Chercheur postdoctoral

J’ai eu la chance pendant mon doctorat de travailler avec un modèle de transfert radiatif qui permet d’estimer les proportions des minéraux constitutifs des régolithes planétaires. Bien que le but de ma thèse fût d’appliquer ce modèle dans un contexte de mine à ciel ouvert, j’ai pu me familiariser avec certains travaux en lien avec la géologie martienne. Ce domaine est particulièrement passionnant. Il excite l’imagination. Comprendre Mars, c’est aussi comprendre la Terre et peut-être l’origine de la vie.

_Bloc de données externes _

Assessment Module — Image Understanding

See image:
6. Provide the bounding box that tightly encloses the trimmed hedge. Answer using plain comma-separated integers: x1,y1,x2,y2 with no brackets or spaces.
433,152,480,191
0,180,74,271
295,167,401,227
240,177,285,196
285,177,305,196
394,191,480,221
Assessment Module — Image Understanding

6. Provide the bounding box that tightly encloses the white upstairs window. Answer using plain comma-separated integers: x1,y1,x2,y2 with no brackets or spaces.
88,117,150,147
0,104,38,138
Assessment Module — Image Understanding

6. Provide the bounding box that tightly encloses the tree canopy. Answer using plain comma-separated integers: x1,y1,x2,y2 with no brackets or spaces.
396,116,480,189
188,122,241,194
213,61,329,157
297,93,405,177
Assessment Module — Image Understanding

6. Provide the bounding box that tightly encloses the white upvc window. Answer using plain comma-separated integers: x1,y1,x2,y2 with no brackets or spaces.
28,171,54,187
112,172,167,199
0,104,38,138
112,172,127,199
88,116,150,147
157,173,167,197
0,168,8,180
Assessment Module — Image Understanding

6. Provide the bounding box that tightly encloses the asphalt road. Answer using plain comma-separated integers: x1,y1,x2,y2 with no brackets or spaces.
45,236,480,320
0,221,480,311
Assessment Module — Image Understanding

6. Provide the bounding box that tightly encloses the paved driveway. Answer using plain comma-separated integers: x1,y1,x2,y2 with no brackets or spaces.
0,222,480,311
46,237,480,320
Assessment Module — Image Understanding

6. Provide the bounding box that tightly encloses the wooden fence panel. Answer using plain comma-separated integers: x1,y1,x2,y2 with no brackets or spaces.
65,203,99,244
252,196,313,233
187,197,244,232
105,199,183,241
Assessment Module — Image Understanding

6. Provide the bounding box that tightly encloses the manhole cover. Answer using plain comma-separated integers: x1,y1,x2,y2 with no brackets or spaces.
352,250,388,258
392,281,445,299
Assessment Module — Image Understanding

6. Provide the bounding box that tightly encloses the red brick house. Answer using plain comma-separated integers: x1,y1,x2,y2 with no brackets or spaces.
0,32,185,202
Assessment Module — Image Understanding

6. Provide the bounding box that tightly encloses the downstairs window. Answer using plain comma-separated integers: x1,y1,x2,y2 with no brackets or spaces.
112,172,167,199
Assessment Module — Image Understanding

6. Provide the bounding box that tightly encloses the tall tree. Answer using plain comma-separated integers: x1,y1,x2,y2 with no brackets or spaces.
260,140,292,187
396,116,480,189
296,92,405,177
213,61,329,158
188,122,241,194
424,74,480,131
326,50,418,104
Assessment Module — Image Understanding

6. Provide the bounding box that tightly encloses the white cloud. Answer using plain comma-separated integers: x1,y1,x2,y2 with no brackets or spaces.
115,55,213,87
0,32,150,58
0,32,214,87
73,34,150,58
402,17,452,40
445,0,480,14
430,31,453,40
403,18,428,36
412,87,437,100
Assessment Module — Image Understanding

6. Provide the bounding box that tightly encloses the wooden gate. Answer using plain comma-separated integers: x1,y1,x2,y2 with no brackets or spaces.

Mon premier travail en tant que postdoctorant a permis de cibler des zones d’intérêt pour la présence de chapeaux de fer dans le pergélisol canadien (lire l'article publié par Clabaut et al., 2020). Ceux-ci peuvent être considérés comme des analogues à certaines formations géologiques martiennes. Leur étude devrait permettre de mieux comprendre les processus géologiques et, avec de la chance, biologiques, à l’œuvre sur la planète rouge.

Présentement, je me concentre sur une technique d’augmentation de la résolution spatiale d'images satellitaires à partir d’un réseau de neurones profond. En effet, les données des orbiteurs sont parfois manquantes, ou bien la résolution spatiale n’est pas suffisamment fine pour les travaux que l’on cherche à réaliser. Serait-il possible de « créer » de la donnée? Dans le domaine de la super-résolution, on dit que le modèle « hallucine » des détails dans l’image. Mais ces détails hallucinés peuvent-ils être exploités en télédétection? Apportent-ils de l’information pertinente ou n’est-ce qu’un vernis qui rend les images plus nettes?

J’espère que ces travaux apporteront une petite brique, bien modeste, dans nos connaissances sur la planète Mars, mais aussi sur le pergélisol canadien.